Subject: [PATCH] Revert mm/vmstat.c: fix vmstat_update() preemption BUG

This patch reverts commit c7f26ccfb2c3 ("mm/vmstat.c: fix
vmstat_update() preemption BUG").
Steven saw a "using smp_processor_id() in preemptible" message and
added a preempt_disable() section around it to keep it quiet. This is
not the right thing to do it does not fix the real problem.

vmstat_update() is invoked by a kworker on a specific CPU. This worker
it bound to this CPU. The name of the worker was "kworker/1:1" so it
should have been a worker which was bound to CPU1. A worker which can
run on any CPU would have a `u' before the first digit.

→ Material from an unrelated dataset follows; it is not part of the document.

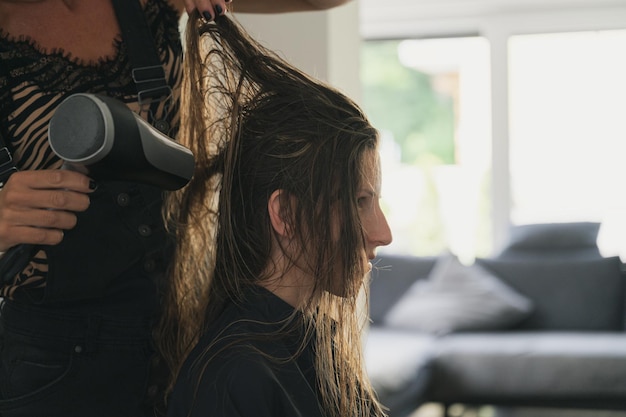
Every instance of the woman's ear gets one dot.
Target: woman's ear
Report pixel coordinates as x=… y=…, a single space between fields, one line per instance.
x=277 y=207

smp_processor_id() can be used in a preempt-enabled region as long as
the task is bound to a single CPU which is the case here. If it could
run on an arbitrary CPU then this is the problem we have an should seek
to resolve.
Not only this smp_processor_id() must not be migrated to another CPU but
also refresh_cpu_vm_stats() which might access wrong per-CPU variables.
Not to mention that other code relies on the fact that such a worker
runs on one specific CPU only.

Therefore I revert that commit and we should look instead what broke the
affinity mask of the kworker.

Cc: Steven J. Hill <[email protected]>
Cc: Tejun Heo <[email protected]>
Cc: Andrew Morton <[email protected]>
Signed-off-by: Sebastian Andrzej Siewior <[email protected]>
---
mm/vmstat.c | 2 --
1 file changed, 2 deletions(-)

diff --git a/mm/vmstat.c b/mm/vmstat.c
index 33581be705f0..40b2db6db6b1 100644
--- a/mm/vmstat.c
+++ b/mm/vmstat.c
@@ -1839,11 +1839,9 @@ static void vmstat_update(struct work_struct *w)
* to occur in the future. Keep on running the
* update worker thread.
*/
- preempt_disable();
queue_delayed_work_on(smp_processor_id(), mm_percpu_wq,
this_cpu_ptr(&vmstat_work),
round_jiffies_relative(sysctl_stat_interval));
- preempt_enable();
}
}

--
2.17.0



2018-04-11 14:00:27

by Vlastimil Babka

[permalink] [raw]
Subject: Re: [PATCH] Revert mm/vmstat.c: fix vmstat_update() preemption BUG

On 04/11/2018 11:57 AM, Sebastian Andrzej Siewior wrote:
> This patch reverts commit c7f26ccfb2c3 ("mm/vmstat.c: fix
> vmstat_update() preemption BUG").
> Steven saw a "using smp_processor_id() in preemptible" message and
> added a preempt_disable() section around it to keep it quiet. This is
> not the right thing to do it does not fix the real problem.
>
> vmstat_update() is invoked by a kworker on a specific CPU. This worker
> it bound to this CPU. The name of the worker was "kworker/1:1" so it
> should have been a worker which was bound to CPU1. A worker which can
> run on any CPU would have a `u' before the first digit.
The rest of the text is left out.